The double name for this Sunday leading us into Holy Week, announces both the joy and suffering which characterises this time. Being Year A, both the glad Hosannas and the cruel call for the release of Barabbas over Jesus, are read from the gospel of Matthew. Because of the beautiful Oratorio of J.S. Bach based on this Matthean Passion, we have, this year, another way of experiencing, beyond words, the experience of Jesus. A fitting way to enter and accompany Jesus in Holy Week, could be to immerse ourselves in the Oratorio.
The opening words of the music are, Come, ye daughters (and sons) help me lament. This is an invitation for all of us. Lament is what is fitting at this time, for He is the innocent Lamb, the one of love and graciousness, carrying the wood of the cross.
At the beginning of the reading of the passion, Matthew reminds us that this is the time of the Passover. Jesus and his disciples are celebrating the great feast commemorating the freedom of the Children of Israel from slavery in Egypt. They passed through the Red Sea from slavery to freedom, from death to life. Matthew presents Jesus as the promised Messiah, not just leading us from death to life, but destroying death forever.
Matthew’s account of the passion seems to be littered with sinners, the scheming authorities, the mockers and scorners, the betraying Judas, the denying Peter.
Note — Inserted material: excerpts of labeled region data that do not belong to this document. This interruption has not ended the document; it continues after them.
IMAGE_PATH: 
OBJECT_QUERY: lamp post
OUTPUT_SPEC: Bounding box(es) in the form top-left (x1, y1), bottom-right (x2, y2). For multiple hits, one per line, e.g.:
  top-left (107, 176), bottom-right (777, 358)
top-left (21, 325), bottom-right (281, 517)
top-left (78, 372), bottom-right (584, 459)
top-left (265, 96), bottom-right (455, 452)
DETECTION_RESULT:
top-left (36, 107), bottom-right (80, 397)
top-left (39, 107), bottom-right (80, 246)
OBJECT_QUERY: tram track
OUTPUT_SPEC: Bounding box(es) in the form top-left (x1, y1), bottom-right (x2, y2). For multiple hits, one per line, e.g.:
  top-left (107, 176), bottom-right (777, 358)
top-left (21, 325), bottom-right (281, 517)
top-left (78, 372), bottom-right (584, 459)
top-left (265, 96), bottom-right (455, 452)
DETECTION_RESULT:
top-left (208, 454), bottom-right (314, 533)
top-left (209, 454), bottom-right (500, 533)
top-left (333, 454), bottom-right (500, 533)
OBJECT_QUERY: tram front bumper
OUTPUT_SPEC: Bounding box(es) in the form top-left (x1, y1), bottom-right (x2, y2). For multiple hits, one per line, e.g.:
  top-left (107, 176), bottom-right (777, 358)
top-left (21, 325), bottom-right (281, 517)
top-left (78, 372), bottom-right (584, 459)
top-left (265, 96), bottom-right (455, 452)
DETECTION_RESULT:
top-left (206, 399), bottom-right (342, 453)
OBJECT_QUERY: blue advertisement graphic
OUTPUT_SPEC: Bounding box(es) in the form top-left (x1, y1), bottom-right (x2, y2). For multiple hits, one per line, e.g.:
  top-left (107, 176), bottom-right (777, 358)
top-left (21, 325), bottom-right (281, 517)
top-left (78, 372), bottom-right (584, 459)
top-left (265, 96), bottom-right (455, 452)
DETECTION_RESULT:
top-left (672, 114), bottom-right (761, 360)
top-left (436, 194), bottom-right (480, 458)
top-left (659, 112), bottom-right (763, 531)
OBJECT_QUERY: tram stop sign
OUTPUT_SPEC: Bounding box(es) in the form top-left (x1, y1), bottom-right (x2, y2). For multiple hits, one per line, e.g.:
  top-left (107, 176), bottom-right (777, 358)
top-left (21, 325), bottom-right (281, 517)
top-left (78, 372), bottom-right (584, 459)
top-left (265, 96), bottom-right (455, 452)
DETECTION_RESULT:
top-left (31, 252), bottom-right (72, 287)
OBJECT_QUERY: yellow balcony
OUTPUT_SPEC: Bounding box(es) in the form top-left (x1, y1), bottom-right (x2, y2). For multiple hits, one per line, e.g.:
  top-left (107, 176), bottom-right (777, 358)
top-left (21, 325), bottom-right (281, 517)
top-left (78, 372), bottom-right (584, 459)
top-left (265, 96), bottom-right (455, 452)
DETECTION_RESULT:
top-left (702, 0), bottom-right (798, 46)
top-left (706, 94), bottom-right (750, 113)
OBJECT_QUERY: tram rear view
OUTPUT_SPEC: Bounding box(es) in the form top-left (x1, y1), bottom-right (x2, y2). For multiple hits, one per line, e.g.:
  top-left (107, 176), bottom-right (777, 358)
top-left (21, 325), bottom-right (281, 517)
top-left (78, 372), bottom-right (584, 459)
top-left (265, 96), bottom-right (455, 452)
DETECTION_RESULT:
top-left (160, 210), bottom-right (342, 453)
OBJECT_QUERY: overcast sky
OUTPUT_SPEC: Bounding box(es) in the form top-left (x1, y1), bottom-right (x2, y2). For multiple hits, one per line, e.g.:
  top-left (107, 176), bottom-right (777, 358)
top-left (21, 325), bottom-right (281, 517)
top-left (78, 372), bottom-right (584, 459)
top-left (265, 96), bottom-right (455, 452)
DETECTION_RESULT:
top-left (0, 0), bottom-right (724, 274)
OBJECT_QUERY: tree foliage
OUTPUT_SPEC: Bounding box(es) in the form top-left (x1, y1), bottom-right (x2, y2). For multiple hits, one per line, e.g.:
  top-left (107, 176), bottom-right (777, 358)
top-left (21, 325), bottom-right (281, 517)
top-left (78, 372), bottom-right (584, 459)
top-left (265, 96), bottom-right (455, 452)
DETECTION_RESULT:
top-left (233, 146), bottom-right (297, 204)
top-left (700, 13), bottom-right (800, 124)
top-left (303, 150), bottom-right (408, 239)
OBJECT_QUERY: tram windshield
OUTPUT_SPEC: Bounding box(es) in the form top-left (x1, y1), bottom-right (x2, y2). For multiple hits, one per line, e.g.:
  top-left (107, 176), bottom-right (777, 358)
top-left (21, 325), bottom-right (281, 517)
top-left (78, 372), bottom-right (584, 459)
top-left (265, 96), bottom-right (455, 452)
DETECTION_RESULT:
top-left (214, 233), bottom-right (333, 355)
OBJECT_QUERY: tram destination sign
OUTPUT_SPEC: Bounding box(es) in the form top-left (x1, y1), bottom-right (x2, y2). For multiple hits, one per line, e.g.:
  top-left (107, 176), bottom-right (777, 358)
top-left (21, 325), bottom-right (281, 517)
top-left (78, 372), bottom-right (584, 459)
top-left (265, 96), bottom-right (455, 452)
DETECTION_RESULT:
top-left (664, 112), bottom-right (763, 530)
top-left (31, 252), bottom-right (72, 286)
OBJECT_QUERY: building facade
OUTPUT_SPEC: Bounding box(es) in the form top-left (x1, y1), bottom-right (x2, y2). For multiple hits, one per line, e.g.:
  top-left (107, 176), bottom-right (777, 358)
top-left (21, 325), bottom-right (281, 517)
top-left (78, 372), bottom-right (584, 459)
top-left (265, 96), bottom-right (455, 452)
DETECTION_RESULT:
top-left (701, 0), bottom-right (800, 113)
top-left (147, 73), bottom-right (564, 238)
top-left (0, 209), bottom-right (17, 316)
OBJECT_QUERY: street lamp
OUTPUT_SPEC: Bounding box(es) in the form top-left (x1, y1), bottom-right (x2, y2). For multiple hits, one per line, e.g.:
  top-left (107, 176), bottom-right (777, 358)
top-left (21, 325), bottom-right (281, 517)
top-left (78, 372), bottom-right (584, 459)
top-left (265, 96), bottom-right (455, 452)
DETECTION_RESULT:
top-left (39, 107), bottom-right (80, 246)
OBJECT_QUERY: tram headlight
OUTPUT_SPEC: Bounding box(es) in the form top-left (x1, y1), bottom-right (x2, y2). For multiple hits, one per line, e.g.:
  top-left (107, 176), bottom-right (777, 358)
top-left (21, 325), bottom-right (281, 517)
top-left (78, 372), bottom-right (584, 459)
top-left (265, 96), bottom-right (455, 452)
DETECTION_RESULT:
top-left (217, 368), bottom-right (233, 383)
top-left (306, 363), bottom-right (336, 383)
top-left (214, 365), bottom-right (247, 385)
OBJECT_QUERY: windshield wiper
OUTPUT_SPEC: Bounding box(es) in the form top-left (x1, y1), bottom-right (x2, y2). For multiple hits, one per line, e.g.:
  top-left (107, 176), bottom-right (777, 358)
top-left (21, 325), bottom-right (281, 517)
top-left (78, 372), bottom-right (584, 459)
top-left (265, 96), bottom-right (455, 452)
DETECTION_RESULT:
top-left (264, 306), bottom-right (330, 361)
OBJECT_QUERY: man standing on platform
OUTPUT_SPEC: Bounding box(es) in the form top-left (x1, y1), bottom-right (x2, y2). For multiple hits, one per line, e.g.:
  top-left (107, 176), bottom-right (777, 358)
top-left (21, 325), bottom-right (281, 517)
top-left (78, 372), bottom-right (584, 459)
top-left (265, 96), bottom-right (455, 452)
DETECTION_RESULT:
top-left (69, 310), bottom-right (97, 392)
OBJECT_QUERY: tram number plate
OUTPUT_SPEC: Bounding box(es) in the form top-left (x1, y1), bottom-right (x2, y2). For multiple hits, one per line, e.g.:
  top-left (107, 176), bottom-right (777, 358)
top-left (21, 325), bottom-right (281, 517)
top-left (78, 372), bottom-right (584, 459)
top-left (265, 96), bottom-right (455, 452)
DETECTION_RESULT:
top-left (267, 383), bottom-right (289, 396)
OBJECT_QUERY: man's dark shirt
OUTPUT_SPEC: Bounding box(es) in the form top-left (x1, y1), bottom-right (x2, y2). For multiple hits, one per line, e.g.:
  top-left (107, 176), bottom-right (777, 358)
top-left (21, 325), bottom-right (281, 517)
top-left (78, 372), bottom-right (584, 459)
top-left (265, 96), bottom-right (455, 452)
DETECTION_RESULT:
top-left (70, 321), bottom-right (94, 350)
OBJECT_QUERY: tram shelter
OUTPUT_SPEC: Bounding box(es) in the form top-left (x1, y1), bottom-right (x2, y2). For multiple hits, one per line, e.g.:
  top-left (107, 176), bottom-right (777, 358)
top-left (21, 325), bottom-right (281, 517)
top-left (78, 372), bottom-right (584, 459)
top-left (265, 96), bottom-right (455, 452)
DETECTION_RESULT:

Yet between denial and betrayal we see Jesus give himself as food and drink for our lives. Mathew presents him as the Shepherd who was wounded, the one who took the cup of sorrow for us…. that we might live.
Let us lament at the wonder of it all but let us take this life so dearly won and live it with devotion and gratitude. And because we have received this life, let us be peacemakers, healers, and life givers wherever we are.